El placer revelado (últimos días para leer)

18

Es hoy, pensó. Como si este día fuese de algún modo un punto final y al mismo tiempo un punto de partida. Se levantó y fue hasta al baño. Y en letras de neón, de un color rojo carmesí, del mismo tono que su lápiz de labio, esas mismas palabras se encendieron en el espejo. De pronto apareció en su mirada aquel inmenso globo aerostático; cada vez que pensaba en eso sentía la urgente necesidad de regresar al parque donde lo había visto partir. Pero en ese momento fue distinto. De todos modos, en su mesa de noche había unos prismáticos que había comprado tiempo atrás, por si acaso. Año luz, se escuchó decir en voz alta. Aquellas palabras viajaban desde muy lejos para encontrarse con ella esta misma mañana, en su reflejo del espejo del baño, donde ahora no lograba mirarse a los ojos porque lloraba. Lloraba, sí. La luz del aire se volvió celeste, casi turquesa. Y algo filoso se desprendió al fin de su pecho, alegrándola un poco, como si las aristas donde se había estado aferrando todo este tiempo ya no estuvieran más.

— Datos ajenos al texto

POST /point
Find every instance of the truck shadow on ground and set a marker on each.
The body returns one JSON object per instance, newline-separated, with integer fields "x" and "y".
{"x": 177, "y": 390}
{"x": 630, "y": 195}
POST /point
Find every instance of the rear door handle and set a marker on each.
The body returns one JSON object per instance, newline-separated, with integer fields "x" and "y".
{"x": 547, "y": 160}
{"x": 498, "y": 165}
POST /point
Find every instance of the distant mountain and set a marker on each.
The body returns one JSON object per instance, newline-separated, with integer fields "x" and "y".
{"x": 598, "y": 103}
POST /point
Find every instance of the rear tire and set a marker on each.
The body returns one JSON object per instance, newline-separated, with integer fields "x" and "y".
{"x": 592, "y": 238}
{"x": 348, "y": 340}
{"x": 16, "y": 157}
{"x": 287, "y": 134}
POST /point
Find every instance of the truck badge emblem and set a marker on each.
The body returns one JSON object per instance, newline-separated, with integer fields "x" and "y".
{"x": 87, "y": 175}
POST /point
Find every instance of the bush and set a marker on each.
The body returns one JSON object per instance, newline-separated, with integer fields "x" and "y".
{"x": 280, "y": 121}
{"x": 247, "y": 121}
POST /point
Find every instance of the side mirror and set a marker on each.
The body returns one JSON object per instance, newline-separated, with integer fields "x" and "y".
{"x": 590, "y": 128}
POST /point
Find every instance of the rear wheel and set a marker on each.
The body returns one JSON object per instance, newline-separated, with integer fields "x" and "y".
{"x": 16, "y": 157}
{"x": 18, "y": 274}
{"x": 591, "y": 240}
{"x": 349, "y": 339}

Blanco, blanco, blanco. Mariana se vistió, se peinó, y esta vez se pintó los labios. Salió a la calle. En definitiva, no era un día más igual a cualquier otro, eso que había que atravesar hasta encontrarse con la noche. Comenzó a caminar rumbo a la estación de tren, y al hacerlo pudo notar a las personas a su alrededor; había niños, mujeres, hombres que habían dejado de ser monocromos, todos ellos, y aunque pálidos todavía, ya se componían con algunos tenues colores. Entonces se sintió corpórea, ella misma, y buscó su reflejo en el vidrio de la boletería. No, no quería un ticket de tren. La mujer que atendía se quedó viéndola extrañada. Esa mañana no iría a ningún sitio. Sonreía, sin encontrarle mayor sentido, del modo más puro posible entonces. La mujer en la boletería le pidió que se apartara, molestaba en la fila; ella dio un paso al costado. En ese momento un zumbido plateado llegó primero, los rieles duros y fríos de acero temblaron apenas, unos ratones pequeñitos, marrones, corrieron a esconderse bajo el andén. Entonces el tren comenzó a entrar a la estación. Ella levantó la mirada para verlos, y ahí estaban, miles de ellos. Globos aerostáticos. En el aire, de todos los colores, incluso rojos. Se amontonaban en las alturas, justo por encima de aquella estación de tren. La gente a su alrededor miró hacia el cielo, porque ella miraba hacía allí con atención, pero no había para ellos más que un cielo vacío de un azul profundo.

En la boca de un hombre que se asomaba parado en los estribos un silbato llenó el aire con un sonido histérico y agudo. La gente en el andén dio un paso hacia atrás. La máquina de hierro pintada de blanco avanzaba arrasando el aire y todo lo que hubiera en su camino.